Gougherty and Davies’ rigorous assessment of the massive USDA data set demonstrates that dilution effects are pervasive for tree pests in forests of the US. Taking the results from these various approaches together, we have an increasingly strong body of evidence demonstrating that dilution effects are widespread and common. This synthesis allows disease ecologists to focus on other important questions, including the consequences of reduced parasite transmission in diverse ecosystems. For example, Wang and colleagues [6] recently demonstrated that dilution effects in communities of soil microbial pathogens help explain patterns of plant productivity.

As Gougherty and Davies [3] point out, we should expect greater pest problems in forests with low diversity, whether that low diversity results from natural or human causes. Their findings suggest several avenues for future research. For instance, focusing on the protection of phylogenetic diversity within communities could promote stronger suppression of pests than simply focusing on the protection of species diversity alone.

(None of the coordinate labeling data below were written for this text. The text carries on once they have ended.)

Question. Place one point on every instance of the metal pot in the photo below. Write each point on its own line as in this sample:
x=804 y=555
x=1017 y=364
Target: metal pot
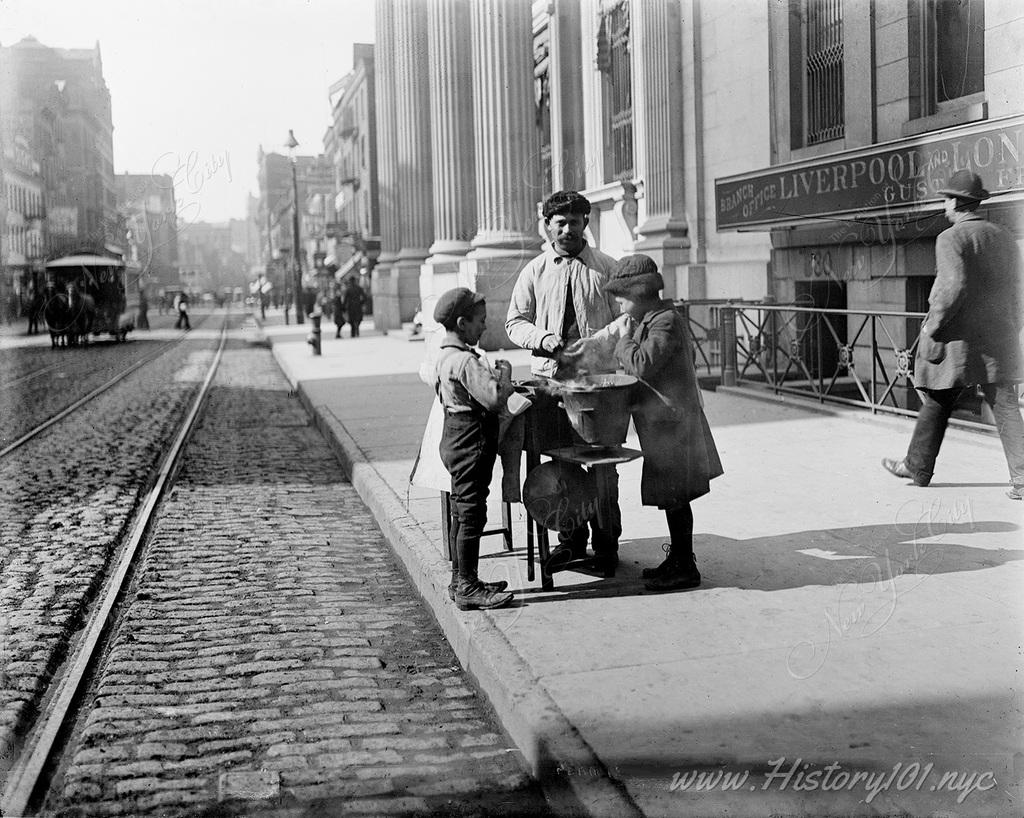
x=598 y=406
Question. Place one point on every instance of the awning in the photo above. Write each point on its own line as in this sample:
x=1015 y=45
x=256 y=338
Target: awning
x=348 y=266
x=85 y=261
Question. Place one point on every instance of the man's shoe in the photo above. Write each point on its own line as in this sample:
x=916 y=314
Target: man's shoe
x=675 y=577
x=657 y=570
x=605 y=563
x=559 y=559
x=900 y=469
x=501 y=585
x=475 y=596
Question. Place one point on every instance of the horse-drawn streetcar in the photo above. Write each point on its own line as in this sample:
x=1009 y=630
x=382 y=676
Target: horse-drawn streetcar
x=85 y=296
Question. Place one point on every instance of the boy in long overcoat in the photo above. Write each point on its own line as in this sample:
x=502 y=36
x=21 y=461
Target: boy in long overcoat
x=680 y=457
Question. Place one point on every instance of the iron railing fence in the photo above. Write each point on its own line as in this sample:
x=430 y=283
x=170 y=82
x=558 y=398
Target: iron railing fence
x=855 y=357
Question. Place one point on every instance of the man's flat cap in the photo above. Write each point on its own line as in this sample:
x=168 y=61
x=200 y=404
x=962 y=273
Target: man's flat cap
x=965 y=184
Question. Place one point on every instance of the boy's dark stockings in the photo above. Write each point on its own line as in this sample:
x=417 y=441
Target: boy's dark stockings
x=681 y=532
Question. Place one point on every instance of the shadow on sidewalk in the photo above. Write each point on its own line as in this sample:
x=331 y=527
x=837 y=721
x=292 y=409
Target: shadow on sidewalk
x=866 y=555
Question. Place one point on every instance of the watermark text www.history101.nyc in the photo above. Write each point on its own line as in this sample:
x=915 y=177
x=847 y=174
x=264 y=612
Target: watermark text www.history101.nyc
x=798 y=776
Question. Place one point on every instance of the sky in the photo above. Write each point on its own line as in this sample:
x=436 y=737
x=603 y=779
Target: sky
x=197 y=86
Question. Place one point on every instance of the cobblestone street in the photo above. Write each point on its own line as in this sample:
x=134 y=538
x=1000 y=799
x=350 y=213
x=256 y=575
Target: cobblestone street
x=271 y=655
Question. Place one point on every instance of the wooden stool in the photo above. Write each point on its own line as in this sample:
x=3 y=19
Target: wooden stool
x=505 y=530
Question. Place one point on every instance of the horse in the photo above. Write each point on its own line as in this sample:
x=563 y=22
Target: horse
x=57 y=316
x=82 y=308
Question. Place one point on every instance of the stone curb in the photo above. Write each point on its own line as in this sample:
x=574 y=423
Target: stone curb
x=573 y=778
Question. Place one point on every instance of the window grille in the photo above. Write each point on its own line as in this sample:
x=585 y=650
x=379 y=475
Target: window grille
x=542 y=98
x=823 y=100
x=955 y=48
x=613 y=60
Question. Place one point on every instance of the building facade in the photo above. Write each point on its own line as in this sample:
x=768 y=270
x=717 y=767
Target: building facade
x=211 y=263
x=22 y=217
x=875 y=106
x=350 y=145
x=146 y=203
x=312 y=176
x=486 y=108
x=57 y=100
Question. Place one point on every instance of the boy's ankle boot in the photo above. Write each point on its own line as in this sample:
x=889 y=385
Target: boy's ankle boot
x=676 y=573
x=662 y=567
x=501 y=585
x=474 y=595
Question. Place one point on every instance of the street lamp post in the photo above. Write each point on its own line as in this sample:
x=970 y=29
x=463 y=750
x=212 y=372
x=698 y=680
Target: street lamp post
x=292 y=143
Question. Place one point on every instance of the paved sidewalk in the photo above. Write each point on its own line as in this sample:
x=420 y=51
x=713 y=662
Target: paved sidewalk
x=853 y=642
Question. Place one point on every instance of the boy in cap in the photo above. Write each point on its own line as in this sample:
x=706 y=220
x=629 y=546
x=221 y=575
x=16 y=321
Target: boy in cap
x=680 y=459
x=472 y=396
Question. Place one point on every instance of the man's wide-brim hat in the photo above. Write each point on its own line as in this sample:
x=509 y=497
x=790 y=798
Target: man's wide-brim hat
x=965 y=184
x=635 y=275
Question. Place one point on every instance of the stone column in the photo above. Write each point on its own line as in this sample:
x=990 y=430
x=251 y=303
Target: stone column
x=657 y=138
x=507 y=156
x=568 y=161
x=450 y=57
x=412 y=128
x=452 y=125
x=384 y=282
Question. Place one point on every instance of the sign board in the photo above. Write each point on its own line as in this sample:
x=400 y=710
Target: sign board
x=873 y=180
x=61 y=220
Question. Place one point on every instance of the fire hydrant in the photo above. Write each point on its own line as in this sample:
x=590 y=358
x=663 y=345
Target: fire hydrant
x=313 y=338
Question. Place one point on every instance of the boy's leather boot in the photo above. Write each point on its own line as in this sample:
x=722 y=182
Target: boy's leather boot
x=501 y=585
x=657 y=570
x=474 y=595
x=675 y=574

If specific conservation strategies are targeted toward maintaining a specified level of species richness (the number of species), without attention to the phylogenetic diversity (the degree of evolutionary relatedness) represented in that community, these might be less effective at reducing pest transmission as well.

In an ironic twist, the new work of Gougherty and Davies [3] relies on the USDA’s Forest Inventory and Analysis (FIA) database. The FIA was funded through the McSweeney-McNary act of 1928, which directed the USDA to inventory the nation’s forests to facilitate extraction of forest resources, especially timber. Almost 100 years later, this rich database has become a resource for scientists and land managers trying to protect those same forests now and into the future.